His double-edged or round-about replies to questions have been known to drive congressmen and reporters to despair, leaving nagging doubts about whether he really said "yes" or "no" to a delicate question.
One example was a session with State Department reporters Jan. 28, where he was questioned about shifting U.S. policy toward Angola. Crocker, feeling the heat from conservatives, said for the first time that U.S. firms doing business with the Marxist Angolan government ought to "think about U.S. national interests."
Reporters, sensing an important new direction in administration policy, sought clarification as to whether he was saying they should get out. Try as they might, they could get no straight answer.
What should American companies "think about," staying or getting out of Angola, several reporters asked.
"What should they do? They should think. They should also communicate, make clear what the sentiments are like in Washington," replied Crocker.
"Does the presence of those American companies in Angola further or inhibit the process of developing a peace settlement" in southern Africa, asked one reporter. "Well, we wonder sometimes," replied Crocker.
"What do you conclude when you wonder?" the reporter persisted.
"At the present moment, we need all the signals we can send for people to get on with it. Thank you," Crocker said, winding up the news conference and leaving behind a roomful of thoroughly bewildered reporters.
Crocker has shrouded his real feelings for U.S. covert military assistance to Savimbi in the same diplomatic ambiguity.
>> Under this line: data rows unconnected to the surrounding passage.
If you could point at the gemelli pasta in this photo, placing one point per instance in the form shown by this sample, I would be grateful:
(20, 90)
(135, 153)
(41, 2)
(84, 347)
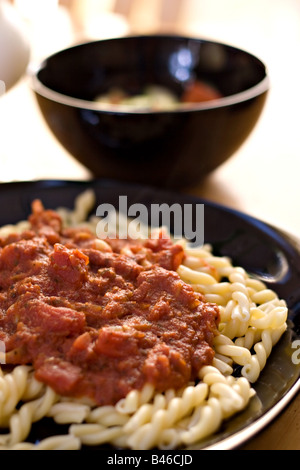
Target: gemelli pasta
(252, 320)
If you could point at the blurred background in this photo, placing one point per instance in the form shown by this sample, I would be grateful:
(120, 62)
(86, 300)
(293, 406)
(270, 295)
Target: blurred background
(261, 178)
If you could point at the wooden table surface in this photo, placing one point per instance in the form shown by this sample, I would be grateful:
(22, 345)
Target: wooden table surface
(261, 179)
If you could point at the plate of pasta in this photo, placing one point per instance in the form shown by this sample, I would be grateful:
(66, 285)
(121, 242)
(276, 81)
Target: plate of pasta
(149, 343)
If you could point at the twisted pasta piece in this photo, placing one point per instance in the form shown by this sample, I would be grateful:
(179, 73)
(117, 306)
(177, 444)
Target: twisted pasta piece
(21, 420)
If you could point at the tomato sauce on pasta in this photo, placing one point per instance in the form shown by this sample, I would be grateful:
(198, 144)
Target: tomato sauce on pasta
(100, 318)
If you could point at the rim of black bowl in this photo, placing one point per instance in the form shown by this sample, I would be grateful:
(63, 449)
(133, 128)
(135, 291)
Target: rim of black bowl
(46, 92)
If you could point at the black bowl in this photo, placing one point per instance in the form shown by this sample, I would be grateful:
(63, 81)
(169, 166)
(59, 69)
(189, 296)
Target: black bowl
(171, 148)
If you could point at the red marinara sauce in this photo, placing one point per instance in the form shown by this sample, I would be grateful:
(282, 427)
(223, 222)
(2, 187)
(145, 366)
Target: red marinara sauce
(100, 319)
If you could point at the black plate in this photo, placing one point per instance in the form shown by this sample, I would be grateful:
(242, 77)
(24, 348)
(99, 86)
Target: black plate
(262, 250)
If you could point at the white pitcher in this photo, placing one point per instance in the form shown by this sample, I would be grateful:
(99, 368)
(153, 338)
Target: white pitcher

His stock answer these days is that he supports "effective and appropriate" aid for Savimbi's forces.
But whether this includes military assistance or just a redoubling of U.S. efforts to get a political settlement that would obviate any need for a direct American involvement in Savimbi's cause always remains unclear -- to the enormous irritation of his conservative critics.
In the past, Crocker has resisted any such direct U.S. entanglement in the Angolan civil war, fearing this would undermine his already slim chances for getting a negotiated settlement between Angola and South Africa. The linked issues at stake for him are independence for South African-administerted Namibia and the withdrawal of 35,000 Cuban troops from Angola.
He has also opposed, according to those close to him, adding the prickly problem of national reconciliation between Savimbi and the Marxist Angolan government to the already overcharged agenda he carries with him on his on-again, off-again shuttle diplomacy between Pretoria and Luanda over the past five years.
In what is probably the twilight of his stay in office, Crocker still has some friends with a good word for him. I. William Zartman, director of the African studies program at Johns Hopkins School of Advanced International Studies, gives Crocker high marks for doing his best to get two enemy nations, South Africa and Angola, to talk peace.
"If there's a fault it's up at the lofty summit of the administration, which didn't come in behind him," Zartman said.